If a slot machine malfunctions it cannot complete the random selection process, and therefore reverts to a 'tilt' mode. When a malfunction occurs some slot machine manufacturers, for engineering purposes, set the reels to stop briefly in a 'jackpot' position.
When playing slot machines it’s not unusual to notice streaks of wins or losses. Many gamblers will refer to the slot as hot or going through a hot cycle when it’s paying, or a cold cycle when it’s not.
Slot machines only have hot or cold cycles in that sometimes there will be noticeable strings of good or bad luck resulting in wins or losses.
The problem is that many slot players will declare their machine on a hot or cold cycle (based on how they’ve done) and then decide whether to continue playing based on that belief.
That’s a big mistake.
As explained in our How Slots Work article, every spin of a slot machine is a random, independent event. Slots have no memory of past wins when determining the result of the next spin. Win or lose cycles aren’t programmed into slot machines.
Because random data can still have trends.
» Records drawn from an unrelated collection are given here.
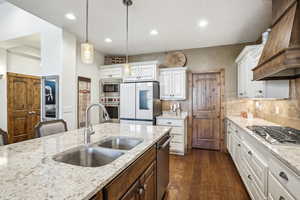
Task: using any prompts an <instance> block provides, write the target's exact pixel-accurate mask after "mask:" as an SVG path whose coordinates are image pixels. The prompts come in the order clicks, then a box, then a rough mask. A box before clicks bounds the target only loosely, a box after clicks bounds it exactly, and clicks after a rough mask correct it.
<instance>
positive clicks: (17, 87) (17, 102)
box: [7, 73, 41, 143]
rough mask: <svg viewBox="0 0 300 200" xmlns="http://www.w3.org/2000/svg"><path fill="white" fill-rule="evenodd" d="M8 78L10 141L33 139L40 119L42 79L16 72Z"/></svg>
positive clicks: (8, 98)
mask: <svg viewBox="0 0 300 200" xmlns="http://www.w3.org/2000/svg"><path fill="white" fill-rule="evenodd" d="M7 79H8V83H7V101H8V136H9V143H15V142H21V141H24V140H27V139H32V138H34V137H35V134H34V127H35V126H36V125H37V123H38V122H39V121H40V108H41V79H40V78H39V77H34V76H27V75H21V74H14V73H7Z"/></svg>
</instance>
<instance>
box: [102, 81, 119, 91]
mask: <svg viewBox="0 0 300 200" xmlns="http://www.w3.org/2000/svg"><path fill="white" fill-rule="evenodd" d="M119 91H120V90H119V84H114V83H110V84H108V83H106V84H104V85H103V92H119Z"/></svg>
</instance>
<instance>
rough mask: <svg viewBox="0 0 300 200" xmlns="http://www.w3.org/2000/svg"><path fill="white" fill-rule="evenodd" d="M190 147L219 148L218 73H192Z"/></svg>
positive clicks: (220, 81)
mask: <svg viewBox="0 0 300 200" xmlns="http://www.w3.org/2000/svg"><path fill="white" fill-rule="evenodd" d="M192 107H193V111H192V112H193V139H192V147H194V148H203V149H213V150H220V137H221V135H220V130H221V120H220V116H221V80H220V73H205V74H193V103H192Z"/></svg>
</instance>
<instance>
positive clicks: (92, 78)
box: [76, 44, 104, 124]
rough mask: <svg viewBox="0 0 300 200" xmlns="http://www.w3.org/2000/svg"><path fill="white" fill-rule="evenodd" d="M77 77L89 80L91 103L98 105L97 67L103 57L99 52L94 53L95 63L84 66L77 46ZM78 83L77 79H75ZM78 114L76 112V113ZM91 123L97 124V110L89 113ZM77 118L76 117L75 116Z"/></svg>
mask: <svg viewBox="0 0 300 200" xmlns="http://www.w3.org/2000/svg"><path fill="white" fill-rule="evenodd" d="M77 47H78V48H77V54H78V56H77V77H78V76H81V77H85V78H90V79H91V103H99V97H100V86H99V81H100V78H99V77H100V76H99V75H100V74H99V68H98V67H99V66H101V65H103V64H104V55H103V54H102V53H101V52H98V51H96V52H95V62H94V64H92V65H86V64H84V63H82V62H81V58H80V44H77ZM77 81H78V78H77ZM77 112H78V111H77ZM91 113H92V114H91V121H92V123H93V124H97V123H99V109H98V108H94V109H93V110H92V111H91ZM76 117H77V115H76Z"/></svg>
If you flip a coin 1,000 times and record the results, you’ll likely find groupings of several heads or tails in a row. Just because an event is random doesn’t mean it won’t have repeated or grouped results. In fact, flipping a coin and expecting it to alternate perfectly wouldn’t be random at all.
Plus the human brain is exceptional at spotting patterns (even when they don’t exist), and that leads to people thinking slot machines have hot or cold cycles. This is known as the clustering illusion.
Slot machines only have cycles if you look back and declare a string of wins or losses to be a cycle. The terminology is misleading though because it leads slot players to believe they can predict future outcome based on past results, which is impossible with random data like slot machine spins.
Slot machines aren’t programmed to be hot or cold – all that matters is that they meet the programmed payout percentage over their lifetime (many millions of spins, many more than any one person could play). It’s inevitable that some players will experience seemingly impossible luck with a slot machine, but attempting to predict the slot’s random number generator results based on prior wins or losses is not a wise bet.